Nanocrystals give hematite rainbow flair

Mineral’s microstructure causes natural iridescence

by Kerri Jansen
July 1, 2018 | APPEARED IN VOLUME 96, ISSUE 27

 

09627-scicon8-iridescent.jpg
Credit: Xiayang Lin/Gems & Gemol.
Stacked layers of spindle-shaped nanocrystals (inset) act as a diffraction grating to produce the striking rainbow colors of this iridescent hematite.

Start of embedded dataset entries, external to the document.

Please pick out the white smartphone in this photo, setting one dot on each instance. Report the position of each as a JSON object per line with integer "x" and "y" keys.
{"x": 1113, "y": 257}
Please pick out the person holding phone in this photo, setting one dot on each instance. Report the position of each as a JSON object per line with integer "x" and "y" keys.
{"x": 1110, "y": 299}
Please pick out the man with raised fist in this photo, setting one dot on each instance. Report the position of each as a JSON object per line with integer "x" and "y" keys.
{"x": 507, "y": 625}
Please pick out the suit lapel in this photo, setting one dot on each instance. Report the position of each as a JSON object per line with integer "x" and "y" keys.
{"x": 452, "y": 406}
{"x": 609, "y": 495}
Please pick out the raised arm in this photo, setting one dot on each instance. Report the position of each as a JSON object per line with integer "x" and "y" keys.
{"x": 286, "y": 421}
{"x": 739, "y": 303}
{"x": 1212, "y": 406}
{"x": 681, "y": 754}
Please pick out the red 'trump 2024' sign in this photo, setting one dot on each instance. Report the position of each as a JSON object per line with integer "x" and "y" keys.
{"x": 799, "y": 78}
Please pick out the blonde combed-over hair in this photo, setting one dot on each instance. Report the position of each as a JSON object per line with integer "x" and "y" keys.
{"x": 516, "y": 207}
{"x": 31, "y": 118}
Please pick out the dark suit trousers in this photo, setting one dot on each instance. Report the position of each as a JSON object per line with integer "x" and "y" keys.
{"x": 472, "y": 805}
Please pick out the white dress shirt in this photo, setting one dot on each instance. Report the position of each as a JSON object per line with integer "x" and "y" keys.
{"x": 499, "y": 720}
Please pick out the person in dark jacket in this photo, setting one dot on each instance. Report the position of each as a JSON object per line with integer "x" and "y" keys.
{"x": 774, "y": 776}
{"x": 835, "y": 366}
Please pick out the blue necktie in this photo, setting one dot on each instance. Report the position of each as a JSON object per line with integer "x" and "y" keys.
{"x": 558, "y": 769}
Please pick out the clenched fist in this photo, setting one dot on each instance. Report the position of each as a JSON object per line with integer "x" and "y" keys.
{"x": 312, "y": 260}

Naturally iridescent materials such as opal or a butterfly’s wing have long fascinated onlookers for their ability to produce spectacular rainbow colors. Now, researchers have uncovered the cause of the vibrant display in another naturally iridescent material, the iron oxide mineral known as rainbow hematite. Pennsylvania State University geochemist Peter J. Heaney and his student Xiayang Lin used a variety of imaging and spectroscopy techniques to investigate the chemical makeup and surface structure of a rainbow hematite sample from Brazil (Gems & Gemol. 2018, DOI: 10.5741/GEMS.54.1.28). They found that the mineral contains stacked sheets of spindle-shaped nanocrystals that are arranged at 120-degree angles. The nanocrystal array acts as a diffraction grating, splitting and scattering beams of light to produce the rainbow effect. The researchers also calculated a chemical formula (Fe1.81Al0.23P0.03O3) for the mineral, which contains aluminum and phosphorus impurities in addition to its major iron and oxygen components. The presence of those impurities within the crystal structure may have prompted the nanoparticles to grow into spindle shapes rather than into more symmetrical rhombohedrons, Heaney says. He thinks the findings could inspire new nanocrystal-based iridescent coatings.